Personal information
- Full name: Allan Leitch
- Date of birth: 27 December 1902
- Date of death: 1 July 1976 (aged 73)
- Height: 178 cm (5 ft 10 in)
- Weight: 70 kg (154 lb)
- Position(s): Defender

Playing career^{1}
- Years: Club / Games (Goals)
- 1922–24, 1926–31: New Town / 135 (?)
- 1925: Carlton / 017 (0)
- ^{1} Playing statistics correct to the end of 1931.

= Allan Leitch =

Australian rules footballer

Allan McDonald Leitch (27 December 1902 – 1 July 1976) was an Australian rules footballer who played for New Town in the Tasmanian Football League (TFL) and Carlton in the Victorian Football League (VFL).

Leitch was the son of William Leitch. He was one of eight Carlton debutantes in the opening round of the 1925 VFL season and played in all 17 games that year. A defender, he then returned to his original club, New Town, where he won the Wilson Bailey Trophy as the league's 'best and fairest'. The following season the award was renamed in honour of his father, William Leitch. He came close to winning it in 1931, finishing runner-up behind Albert Collier.

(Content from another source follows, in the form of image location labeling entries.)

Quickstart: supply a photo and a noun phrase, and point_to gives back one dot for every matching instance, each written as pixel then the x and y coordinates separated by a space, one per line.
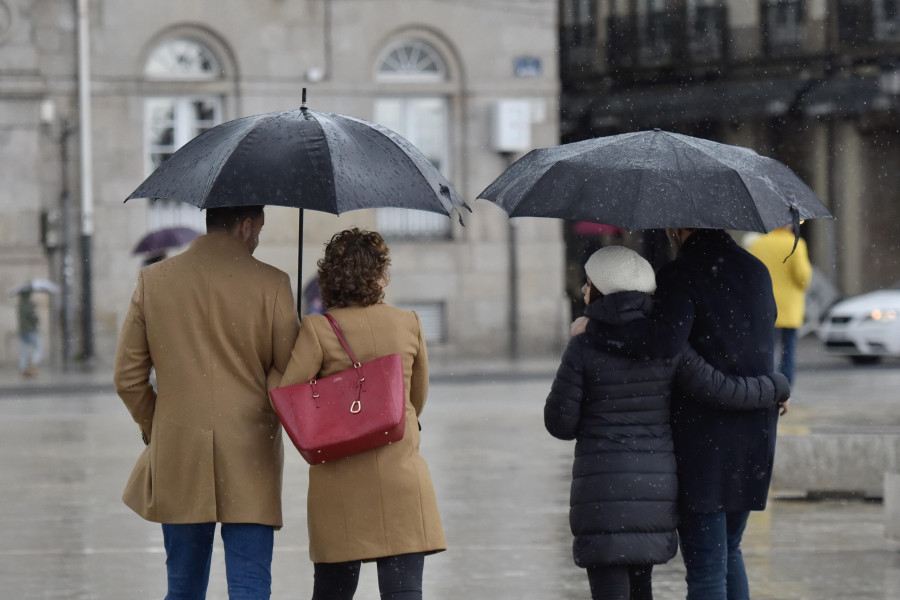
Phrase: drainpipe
pixel 87 180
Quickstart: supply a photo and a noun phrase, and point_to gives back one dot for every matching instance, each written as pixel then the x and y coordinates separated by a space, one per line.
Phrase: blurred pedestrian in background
pixel 624 489
pixel 791 274
pixel 29 338
pixel 377 505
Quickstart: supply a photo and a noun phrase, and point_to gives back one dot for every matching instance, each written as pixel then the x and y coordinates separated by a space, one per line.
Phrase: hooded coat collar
pixel 620 308
pixel 703 239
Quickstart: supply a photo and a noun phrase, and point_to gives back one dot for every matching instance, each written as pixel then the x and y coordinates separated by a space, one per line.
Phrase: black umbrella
pixel 655 179
pixel 163 239
pixel 302 158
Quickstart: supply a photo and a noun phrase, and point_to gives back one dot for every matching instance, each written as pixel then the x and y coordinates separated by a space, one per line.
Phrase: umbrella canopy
pixel 305 159
pixel 655 179
pixel 163 239
pixel 302 158
pixel 37 284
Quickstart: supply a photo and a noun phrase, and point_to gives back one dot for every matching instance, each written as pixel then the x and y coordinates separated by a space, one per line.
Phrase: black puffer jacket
pixel 624 483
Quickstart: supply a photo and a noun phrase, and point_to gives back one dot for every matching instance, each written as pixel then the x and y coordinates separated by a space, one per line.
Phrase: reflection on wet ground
pixel 502 484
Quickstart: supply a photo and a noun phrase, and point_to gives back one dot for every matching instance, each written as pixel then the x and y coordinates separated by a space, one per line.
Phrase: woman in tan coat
pixel 378 505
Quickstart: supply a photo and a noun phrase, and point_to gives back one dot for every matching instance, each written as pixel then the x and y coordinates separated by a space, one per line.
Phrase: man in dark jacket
pixel 717 297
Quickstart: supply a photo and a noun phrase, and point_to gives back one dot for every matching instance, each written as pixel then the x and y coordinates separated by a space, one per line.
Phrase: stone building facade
pixel 161 72
pixel 813 83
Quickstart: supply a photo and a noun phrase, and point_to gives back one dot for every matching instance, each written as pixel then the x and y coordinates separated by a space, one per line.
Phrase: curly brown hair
pixel 350 271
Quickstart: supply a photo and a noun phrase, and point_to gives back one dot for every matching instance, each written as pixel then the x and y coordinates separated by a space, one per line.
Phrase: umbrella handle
pixel 795 221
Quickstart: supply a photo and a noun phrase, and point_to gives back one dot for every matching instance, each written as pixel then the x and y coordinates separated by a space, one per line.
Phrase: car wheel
pixel 865 360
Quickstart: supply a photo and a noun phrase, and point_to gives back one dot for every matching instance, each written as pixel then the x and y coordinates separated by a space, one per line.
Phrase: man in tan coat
pixel 213 322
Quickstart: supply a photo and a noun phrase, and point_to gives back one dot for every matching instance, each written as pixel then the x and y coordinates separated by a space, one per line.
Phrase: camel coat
pixel 381 502
pixel 213 322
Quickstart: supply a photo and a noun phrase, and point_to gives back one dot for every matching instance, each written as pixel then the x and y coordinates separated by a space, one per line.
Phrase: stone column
pixel 847 205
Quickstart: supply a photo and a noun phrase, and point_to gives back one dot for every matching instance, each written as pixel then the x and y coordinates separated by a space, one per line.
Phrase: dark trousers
pixel 620 583
pixel 711 549
pixel 787 340
pixel 399 578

Amongst his 13 interstate appearances, Leitch represented Tasmania at the 1924 Hobart and 1930 Adelaide Carnivals. He had been selected for the Melbourne Carnival, in 1927, but was unable to make the journey. Leith also regularly played for the TANFL representative team, 24 times in all.

In 2000, Leitch was named in the back pocket of the official Glenorchy (New Town) 'Team of the Century' and in 2005 he was an inductee into the Tasmanian Football Hall of Fame.